Friendship Games Earns MWSA Bronze Medal Award
Last month, the Mililtary Writers Society of America (MWSA) held their annual banquet in Newbury, Connecticut, and announced their award winners.
Friendship Games won the MWSA Bronze Medal Award. From their reviewers:
Reviewer 1:
"This book was totally engrossing with fast-paced action from beginning to end. The author did a great job on character development and descriptions of people, places, and warfare. I did not find redundancies or repetition in this all too real WWIII scenario.
The author did a remarkable job in the setting and plot of the story. Mr. James kept all the characters as integral parts of this completelycredible literary puzzle.
The ending caught me by surprise and I had to re-read the whole thing. With the entire book seeming so realistic, the ending differed - fantastical is how I'd put it. However, I put the book down, satisfied with the read.
Great job!"
Reviewer 2:
"Interesting story on modern global tensions. Certainly a lesson in not underestimating one's adversaries."
Reviewer 3:
"The hypothesis was intriguing ... I felt there should be more questions as to why or how the ship exploded leaving more doubt for the concluding page.
I did like the hypothesis.
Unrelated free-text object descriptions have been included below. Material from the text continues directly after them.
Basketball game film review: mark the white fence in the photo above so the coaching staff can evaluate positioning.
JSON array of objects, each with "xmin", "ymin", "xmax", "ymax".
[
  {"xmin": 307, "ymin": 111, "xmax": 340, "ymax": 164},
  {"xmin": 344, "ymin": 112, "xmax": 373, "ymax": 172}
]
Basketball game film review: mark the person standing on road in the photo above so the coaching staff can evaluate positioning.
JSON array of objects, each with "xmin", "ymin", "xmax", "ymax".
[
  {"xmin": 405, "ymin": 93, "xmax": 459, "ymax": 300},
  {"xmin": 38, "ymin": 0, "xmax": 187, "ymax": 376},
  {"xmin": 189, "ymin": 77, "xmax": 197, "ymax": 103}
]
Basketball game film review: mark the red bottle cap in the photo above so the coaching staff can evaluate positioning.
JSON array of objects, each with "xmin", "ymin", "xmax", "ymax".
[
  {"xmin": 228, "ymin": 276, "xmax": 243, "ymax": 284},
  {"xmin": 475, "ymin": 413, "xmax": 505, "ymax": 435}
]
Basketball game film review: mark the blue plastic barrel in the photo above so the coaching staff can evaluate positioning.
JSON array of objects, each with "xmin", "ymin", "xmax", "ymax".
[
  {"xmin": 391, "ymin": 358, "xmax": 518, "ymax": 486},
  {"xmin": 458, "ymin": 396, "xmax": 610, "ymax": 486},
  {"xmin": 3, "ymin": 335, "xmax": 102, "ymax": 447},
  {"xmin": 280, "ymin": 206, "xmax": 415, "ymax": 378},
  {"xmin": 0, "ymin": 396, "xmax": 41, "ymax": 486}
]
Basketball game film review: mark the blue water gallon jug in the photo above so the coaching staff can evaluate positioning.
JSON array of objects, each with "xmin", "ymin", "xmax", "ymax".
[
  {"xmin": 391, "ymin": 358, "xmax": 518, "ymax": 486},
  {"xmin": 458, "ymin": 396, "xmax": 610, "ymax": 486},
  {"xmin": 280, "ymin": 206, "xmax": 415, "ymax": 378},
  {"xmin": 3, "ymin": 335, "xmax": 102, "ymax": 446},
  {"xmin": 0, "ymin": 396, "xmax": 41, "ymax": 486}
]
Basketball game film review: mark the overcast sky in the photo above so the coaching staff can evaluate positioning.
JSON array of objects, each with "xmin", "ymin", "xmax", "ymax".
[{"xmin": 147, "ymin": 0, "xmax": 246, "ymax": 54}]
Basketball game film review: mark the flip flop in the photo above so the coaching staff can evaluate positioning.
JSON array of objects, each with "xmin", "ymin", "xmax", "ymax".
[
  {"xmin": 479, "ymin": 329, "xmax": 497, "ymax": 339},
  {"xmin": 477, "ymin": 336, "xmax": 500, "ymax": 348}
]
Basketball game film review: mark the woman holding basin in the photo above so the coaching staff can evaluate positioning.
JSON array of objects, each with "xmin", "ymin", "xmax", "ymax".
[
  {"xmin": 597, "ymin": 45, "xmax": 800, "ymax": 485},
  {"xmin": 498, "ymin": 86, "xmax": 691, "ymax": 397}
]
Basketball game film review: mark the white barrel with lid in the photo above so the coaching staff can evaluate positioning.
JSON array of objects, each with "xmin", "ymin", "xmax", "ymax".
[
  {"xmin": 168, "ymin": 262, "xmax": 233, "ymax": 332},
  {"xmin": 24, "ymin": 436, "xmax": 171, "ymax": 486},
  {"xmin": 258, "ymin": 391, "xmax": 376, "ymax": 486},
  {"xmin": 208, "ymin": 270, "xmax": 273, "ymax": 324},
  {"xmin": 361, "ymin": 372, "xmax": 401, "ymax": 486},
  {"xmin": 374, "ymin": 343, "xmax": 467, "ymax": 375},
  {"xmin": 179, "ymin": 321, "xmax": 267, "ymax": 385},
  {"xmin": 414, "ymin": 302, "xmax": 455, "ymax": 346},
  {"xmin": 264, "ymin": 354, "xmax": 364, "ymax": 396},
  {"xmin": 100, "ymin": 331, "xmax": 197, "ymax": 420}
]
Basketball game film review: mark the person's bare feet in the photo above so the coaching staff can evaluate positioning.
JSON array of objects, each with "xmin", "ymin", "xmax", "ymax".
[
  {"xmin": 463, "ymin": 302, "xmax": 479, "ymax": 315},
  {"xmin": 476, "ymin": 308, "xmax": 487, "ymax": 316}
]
Good message.
Frequent moving about in locations required a close following on Google Earth to understand
where the action was occurring. Many-many Arabic place names and individual names were used, which made reading very difficult--understandable due to principal location."
My response:
You can see why it's a Bronze Medal and not a Silver or Gold. As the author, I find others' interpretations fascinating. But their take is very much subjective and not consistent - a lesson learned.
I left out a couple of critiques by Reviewer 3 - they weren't sure that the Chinese stealth planes could carry eight 1,000 pound bombs, or that you can see incoming missiles.
First, it is fiction; second, I do research. The FC-31 Gyrfalcon can carry up to eighteen thousand pounds of bombs and missiles. Second, incoming warheads will heat up in the atmosphere as they descend, creating a falling star effect. It is physics. Anyone who remembers the First Gulf War remembers seeing Iraqi Scud missiles descend on Saudi Arabia and Israel. They were not invisible.
Nevertheless, I do very much appreciate all three of the reviewers' comments.